I’m Not ‘Just A Psychology Major’

There’s a new trend, it seems, amongst college peers called major shaming. “Oh he’s just an art history major,” or “she’s just a journalism major,” making people feel as though their choice of major and aspirations aren’t as valid as the dual bio-chem major. Hats off to those people, by the way, because I’m not trying to denounce the importance and difficulty in those fields.

Every major has its difficulty. I’m not saying that psychology is the hardest field out there because then I’d be lying. It’s not as difficult to study seeing as we don’t have to memorize every bone or muscle in the human body, but that doesn’t make it a piece of cake, either. If I had a dollar for every time someone asked what my major was and I received a half-ass “ahhh…” as they awkwardly looked to pick up on a new subject, it would pay off my student loans. Yes, student loans! Can you believe it?! We have them, too, and they suck!

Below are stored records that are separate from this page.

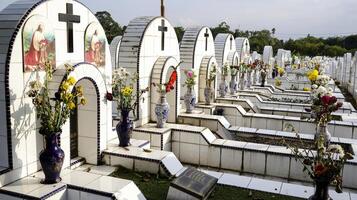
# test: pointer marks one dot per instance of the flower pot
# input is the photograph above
(233, 84)
(323, 131)
(190, 100)
(51, 159)
(321, 189)
(223, 87)
(124, 129)
(208, 95)
(162, 111)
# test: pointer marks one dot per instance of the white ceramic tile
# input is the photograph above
(296, 190)
(234, 180)
(265, 185)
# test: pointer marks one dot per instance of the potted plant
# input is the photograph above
(233, 83)
(208, 89)
(223, 86)
(190, 97)
(162, 107)
(127, 100)
(53, 112)
(243, 68)
(324, 164)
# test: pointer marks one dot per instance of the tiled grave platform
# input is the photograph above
(300, 190)
(197, 145)
(235, 115)
(75, 185)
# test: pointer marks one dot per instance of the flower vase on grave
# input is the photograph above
(249, 80)
(323, 131)
(190, 100)
(208, 95)
(321, 188)
(223, 86)
(162, 111)
(124, 128)
(233, 84)
(51, 159)
(241, 80)
(263, 76)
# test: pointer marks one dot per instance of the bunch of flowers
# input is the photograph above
(123, 90)
(212, 75)
(323, 106)
(281, 71)
(225, 69)
(321, 164)
(190, 78)
(53, 112)
(243, 68)
(234, 70)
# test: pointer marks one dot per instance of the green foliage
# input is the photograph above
(111, 27)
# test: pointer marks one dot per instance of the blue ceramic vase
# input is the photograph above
(51, 159)
(124, 128)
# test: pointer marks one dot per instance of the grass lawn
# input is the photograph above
(155, 188)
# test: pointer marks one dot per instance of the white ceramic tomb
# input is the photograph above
(68, 30)
(150, 48)
(198, 54)
(225, 51)
(243, 48)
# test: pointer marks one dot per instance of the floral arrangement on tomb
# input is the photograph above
(54, 111)
(164, 88)
(225, 69)
(281, 71)
(123, 90)
(190, 78)
(278, 82)
(212, 75)
(324, 165)
(243, 68)
(234, 70)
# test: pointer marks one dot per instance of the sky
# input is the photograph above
(290, 18)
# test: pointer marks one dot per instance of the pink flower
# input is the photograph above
(190, 74)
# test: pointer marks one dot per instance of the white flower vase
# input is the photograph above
(190, 100)
(162, 109)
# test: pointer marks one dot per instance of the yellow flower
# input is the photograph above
(83, 101)
(65, 86)
(312, 75)
(71, 105)
(127, 91)
(71, 80)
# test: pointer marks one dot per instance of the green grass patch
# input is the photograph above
(155, 187)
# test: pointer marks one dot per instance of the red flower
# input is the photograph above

Everyone thinks their major is awesome, and that’s important. You should be excited about what you’re doing and what you’ll achieve along the way. Every route you’re able to take in college will bring you to something magnificent at the end if it’s what you truly enjoy. So who cares if it’s not a money-making industry? If I’m able to live comfortably doing something I love, what else matters? What’s the point in shaming people for not going after the most prestigious job fields that the world offers?

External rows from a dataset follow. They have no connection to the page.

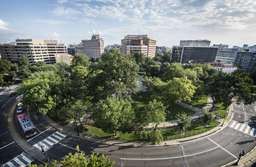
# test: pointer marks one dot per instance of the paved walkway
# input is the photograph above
(32, 151)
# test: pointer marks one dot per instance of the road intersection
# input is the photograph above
(213, 150)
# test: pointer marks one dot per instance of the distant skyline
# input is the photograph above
(229, 22)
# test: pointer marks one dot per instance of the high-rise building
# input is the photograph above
(225, 55)
(35, 50)
(245, 60)
(141, 44)
(195, 43)
(93, 48)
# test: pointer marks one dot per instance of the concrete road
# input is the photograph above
(211, 151)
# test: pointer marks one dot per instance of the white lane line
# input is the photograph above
(10, 164)
(26, 158)
(19, 162)
(57, 137)
(7, 145)
(68, 146)
(60, 134)
(242, 128)
(247, 130)
(237, 126)
(222, 148)
(252, 132)
(185, 160)
(52, 139)
(169, 158)
(39, 134)
(48, 142)
(232, 124)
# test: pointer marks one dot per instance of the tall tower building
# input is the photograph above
(93, 48)
(35, 50)
(141, 44)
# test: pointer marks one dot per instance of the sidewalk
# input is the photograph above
(32, 151)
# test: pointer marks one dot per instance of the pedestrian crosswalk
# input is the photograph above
(50, 141)
(21, 160)
(243, 127)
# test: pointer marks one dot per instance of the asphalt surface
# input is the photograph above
(211, 151)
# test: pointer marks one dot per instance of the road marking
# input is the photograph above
(185, 160)
(52, 139)
(60, 134)
(232, 124)
(168, 158)
(7, 145)
(10, 164)
(25, 158)
(252, 132)
(19, 162)
(222, 148)
(39, 134)
(242, 128)
(237, 126)
(247, 130)
(57, 137)
(48, 142)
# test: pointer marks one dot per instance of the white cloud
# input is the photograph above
(3, 25)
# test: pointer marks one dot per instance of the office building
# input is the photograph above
(140, 44)
(35, 50)
(245, 60)
(186, 55)
(93, 48)
(225, 55)
(195, 43)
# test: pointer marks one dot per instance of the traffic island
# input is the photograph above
(21, 142)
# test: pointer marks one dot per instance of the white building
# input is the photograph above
(93, 48)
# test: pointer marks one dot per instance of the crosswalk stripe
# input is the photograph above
(58, 137)
(26, 158)
(48, 142)
(44, 146)
(242, 127)
(60, 134)
(252, 132)
(19, 162)
(37, 146)
(247, 130)
(52, 139)
(10, 164)
(232, 124)
(237, 126)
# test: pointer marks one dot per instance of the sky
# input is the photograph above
(230, 22)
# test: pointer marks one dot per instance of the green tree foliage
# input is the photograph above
(116, 75)
(37, 91)
(79, 159)
(154, 112)
(184, 121)
(114, 114)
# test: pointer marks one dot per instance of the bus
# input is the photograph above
(27, 126)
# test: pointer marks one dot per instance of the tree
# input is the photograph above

Everyone is so quick to jump to conclusions like, “well, they took the X route so they must not be smart enough to have gone the Y route.” No! What you enjoy and what you’re capable of doing are two different things sometimes. I could have been a doctor if that’s what I wanted to be, but I didn’t. I wanted to heal people but not in the traditional way. Psych majors care about the mind, how people think, why people do the things that they do, and how to help those who are stuck inside of their heads as they try to escape the harsh reality of mental illness. There’s medicine to heal the pain of a leg injury, but sometimes it takes more than popping a Xanax to ease the pain of someone suffering from severe anxiety. Sometimes it takes more than just downing a pill bottle of Prozac to make someone feel like themselves again after battling depression.

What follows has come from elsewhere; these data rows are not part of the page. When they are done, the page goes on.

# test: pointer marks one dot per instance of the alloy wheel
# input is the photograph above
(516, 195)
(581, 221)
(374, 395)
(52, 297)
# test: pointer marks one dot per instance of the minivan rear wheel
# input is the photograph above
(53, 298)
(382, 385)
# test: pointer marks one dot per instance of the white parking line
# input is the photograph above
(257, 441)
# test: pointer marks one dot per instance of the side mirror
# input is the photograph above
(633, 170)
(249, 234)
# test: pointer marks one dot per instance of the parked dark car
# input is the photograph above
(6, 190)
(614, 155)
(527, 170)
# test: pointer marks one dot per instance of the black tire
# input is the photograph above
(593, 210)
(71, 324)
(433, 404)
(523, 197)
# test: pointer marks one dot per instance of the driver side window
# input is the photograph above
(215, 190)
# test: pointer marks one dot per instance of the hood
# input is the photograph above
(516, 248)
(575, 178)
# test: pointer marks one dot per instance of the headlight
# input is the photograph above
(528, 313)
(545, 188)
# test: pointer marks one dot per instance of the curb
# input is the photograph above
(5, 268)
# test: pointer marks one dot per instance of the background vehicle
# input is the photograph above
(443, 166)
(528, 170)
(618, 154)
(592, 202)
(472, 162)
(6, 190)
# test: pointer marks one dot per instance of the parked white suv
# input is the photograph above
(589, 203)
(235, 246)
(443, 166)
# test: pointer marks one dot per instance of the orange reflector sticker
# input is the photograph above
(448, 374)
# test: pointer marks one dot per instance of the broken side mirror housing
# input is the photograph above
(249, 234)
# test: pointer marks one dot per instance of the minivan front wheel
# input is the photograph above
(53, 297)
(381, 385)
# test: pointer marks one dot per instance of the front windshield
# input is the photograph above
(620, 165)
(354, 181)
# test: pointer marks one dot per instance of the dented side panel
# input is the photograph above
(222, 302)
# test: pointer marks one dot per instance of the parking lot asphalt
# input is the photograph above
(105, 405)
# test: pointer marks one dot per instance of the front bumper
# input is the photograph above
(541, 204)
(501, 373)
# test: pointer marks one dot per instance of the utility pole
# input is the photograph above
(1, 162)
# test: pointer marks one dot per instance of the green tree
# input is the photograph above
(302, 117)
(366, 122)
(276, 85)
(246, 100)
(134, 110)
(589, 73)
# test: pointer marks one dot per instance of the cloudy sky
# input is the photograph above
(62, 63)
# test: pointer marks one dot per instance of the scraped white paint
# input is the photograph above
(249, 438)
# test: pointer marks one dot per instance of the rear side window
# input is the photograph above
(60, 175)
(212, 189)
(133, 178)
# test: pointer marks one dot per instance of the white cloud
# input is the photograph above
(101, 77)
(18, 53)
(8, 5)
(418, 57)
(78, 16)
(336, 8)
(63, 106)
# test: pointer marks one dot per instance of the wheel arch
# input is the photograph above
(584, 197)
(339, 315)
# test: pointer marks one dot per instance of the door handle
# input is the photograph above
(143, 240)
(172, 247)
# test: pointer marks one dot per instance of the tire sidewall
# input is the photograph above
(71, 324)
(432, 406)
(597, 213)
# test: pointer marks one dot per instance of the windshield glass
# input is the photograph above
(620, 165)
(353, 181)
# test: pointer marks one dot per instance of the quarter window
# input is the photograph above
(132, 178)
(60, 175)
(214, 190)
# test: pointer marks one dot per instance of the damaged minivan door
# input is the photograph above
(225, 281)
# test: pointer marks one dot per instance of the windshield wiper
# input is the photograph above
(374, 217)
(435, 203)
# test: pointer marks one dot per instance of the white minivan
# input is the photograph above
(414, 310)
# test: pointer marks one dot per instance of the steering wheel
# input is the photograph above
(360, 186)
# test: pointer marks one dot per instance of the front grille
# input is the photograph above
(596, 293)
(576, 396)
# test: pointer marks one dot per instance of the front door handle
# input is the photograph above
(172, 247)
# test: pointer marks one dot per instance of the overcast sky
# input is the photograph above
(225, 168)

We’re not just psychology majors. We learn more in school than just Freudian theories and why babies learn to walk around 12 months old. We learn empathy and compassion. We learn how to, literally, talk someone off of a ledge and prevent suicides. We learn how to console a grieving mother through the loss of her child or a child through the loss of her parent. The theories, approaches, terms, and famous psychologists’ names are all helpful, but what really sticks with us after class is all over or our internships are through are the people, the real-live case studies, that we’ve experienced and how we have the power to help people just like them.

We aren’t just people in dress-suites sitting on plush white couches showing you inkblots to determine your cognitive abilities. We’re the arms that hold a mother after she just miscarried her third baby. We’re the voice on the other end of the phone in the middle of the night as a man contemplates ending his life right then and there. We’re the person playing checkers with your six-year-old, determining why he can’t hold his attention for more than three minutes at a time without bursting into a fit of rage.

None of this is to say that there aren’t more difficult, practical things someone could do with their time, but sometimes it isn’t about that. Sometimes it isn’t about what pays the most, what will give you the biggest name in the city, or what you can tell your relatives at Thanksgiving dinner about the latest advancement you’ve been working on. All of that is great and wonderful, but sometimes life is about making that one person smile who needs it. Psychology majors may not be changing the world and advancing in medicine, but to someone out there, we changed their world. We helped them live one more day, cope with their mental illness, or even just get out of bed that morning. To some, that’s all it takes to change their world around.

We may not be healing bodies, but we’re healing souls.